Los biocombustibles tienen relevancia especial para los países en vías de desarrollo. Por su enorme potencial para generar empleos e ingresos, ofrecen una verdadera opción de crecimiento sustentable, especialmente para países que dependen de la exportación de pocos bienes primarios. Al mismo tiempo, el etanol y el biodiesel abren nuevas vías de desarrollo, sobre todo en la industria bioquímica. Constituyen alternativas económicas, sociales y tecnológicas al alcance de países pobres económicamente, pero ricos en sol y tierras cultivables.

 

Las críticas de que los biocombustibles pueden afectar la seguridad alimentaria o agravar los cambios climáticos parten de una falsa premisa. Siempre y cuando los países adopten cultivos adecuados a sus realidades y necesidades, los biocombustibles pueden cumplir con las exigencias de seguridad alimentaria y preservación del medio ambiente. Un sistema de rigurosa certificación pública, plasmado en acuerdos multilaterales, conservará el medio ambiente y garantizará condiciones aceptables de trabajo. El equilibrio entre la pequeña propiedad familiar y las grandes plantaciones también puede asegurarse, como lo establece, por ejemplo, la legislación brasileña. Estamos compartiendo esa experiencia con nuestros vecinos de América Latina y el Caribe y con nuestros hermanos africanos.

 

Asimismo, para alcanzar los Objetivos de Desarrollo del Milenio, será necesario multiplicar los mecanismos financieros innovadores que puedan garantizar los recursos necesarios para cambiar las condiciones de vida de millones de marginados. El cobro de contribuciones sobre los boletos aéreos es un pequeño ejemplo de lo que se puede hacer, como quedó claro en la creación de la Central Internacional de Medicamentos-UNITAID.

 

La Cumbre Ampliada ofrece la oportunidad de formular estrategias mundialmente integradas para hacer frente a las grandes amenazas mundiales. No habrá desarrollo sustentable, armonía del medio ambiente ni seguridad duradera si no logramos eliminar el hambre y la extrema desigualdad.

 

Por ello, las negociaciones comerciales multilaterales deben avanzar. Es necesario una verdadera ronda de desarrollo en la OMC, con resultados que reporten a los países más necesitados los beneficios tantas veces prometidos, pero nunca plenamente materializados, de la liberalización comercial.

 

Tal vez la mayor prueba de nuestra capacidad de forjar un gobierno verdaderamente global esté en el reparto de responsabilidades y costos en cuanto a los cambios inaplazables que tenemos por delante.

 

Estas responsabilidades son compartidas, aunque diferenciadas. Cuando hablamos del calentamiento global o de las negociaciones comerciales multilaterales, no podemos tratar de la misma manera a países con capacidades y responsabilidades tan dispares. La legítima protección de la propiedad intelectual, por ejemplo -que figura en la agenda del G-8- no puede ponerse por encima del imperativo ético de garantizar medicamentos esenciales a precios asequibles.

 

Brasil es plenamente consciente de sus obligaciones y está activamente comprometido con todas estas iniciativas.

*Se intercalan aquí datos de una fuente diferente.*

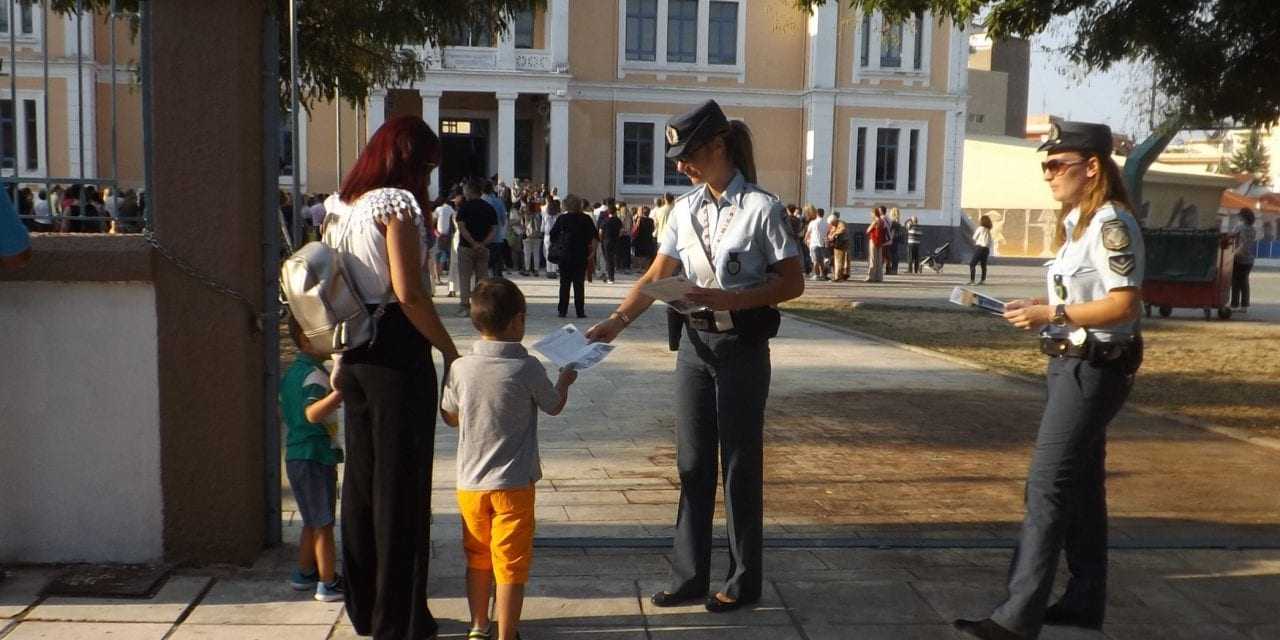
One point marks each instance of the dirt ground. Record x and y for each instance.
(1228, 374)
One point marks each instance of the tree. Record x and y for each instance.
(1215, 59)
(1252, 159)
(350, 46)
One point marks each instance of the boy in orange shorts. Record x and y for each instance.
(494, 393)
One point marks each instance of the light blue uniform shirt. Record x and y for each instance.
(757, 236)
(1110, 255)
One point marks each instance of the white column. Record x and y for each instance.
(558, 32)
(375, 112)
(819, 140)
(823, 28)
(507, 49)
(506, 136)
(558, 160)
(432, 115)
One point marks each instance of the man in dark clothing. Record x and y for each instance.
(478, 224)
(611, 232)
(574, 236)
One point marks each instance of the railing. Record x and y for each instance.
(81, 200)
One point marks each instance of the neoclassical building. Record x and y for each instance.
(848, 110)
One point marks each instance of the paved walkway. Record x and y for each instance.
(894, 487)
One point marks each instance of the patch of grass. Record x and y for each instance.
(1224, 373)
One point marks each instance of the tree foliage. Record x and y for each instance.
(346, 48)
(1252, 159)
(1216, 59)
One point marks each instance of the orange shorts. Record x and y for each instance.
(498, 533)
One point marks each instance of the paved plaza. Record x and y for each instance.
(892, 492)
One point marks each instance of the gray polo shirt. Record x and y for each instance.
(497, 392)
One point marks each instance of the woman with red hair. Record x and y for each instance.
(389, 385)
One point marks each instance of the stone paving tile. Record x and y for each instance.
(583, 602)
(261, 602)
(87, 631)
(856, 603)
(21, 589)
(168, 604)
(251, 632)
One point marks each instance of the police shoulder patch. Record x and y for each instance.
(1115, 236)
(1123, 264)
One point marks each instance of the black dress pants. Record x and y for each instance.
(721, 389)
(575, 277)
(389, 398)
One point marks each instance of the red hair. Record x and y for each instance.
(401, 154)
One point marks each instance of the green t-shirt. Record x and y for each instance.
(304, 383)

Por esta razón, confiamos en que el diálogo ampliado del G-8 siga siendo una instancia indispensable en la consolidación de una agenda común, de intereses y desafíos compartidos por todos en el planeta.

 

La constitución de un foro permanente entre países en desarrollo y desarrollados para tratar las cuestiones centrales del mundo contribuirá a que la globalización sea menos asimétrica y más solidaria.

 

Por: Luiz Inacio Lula da Silva

Presidente de la República Federativa de Brasil.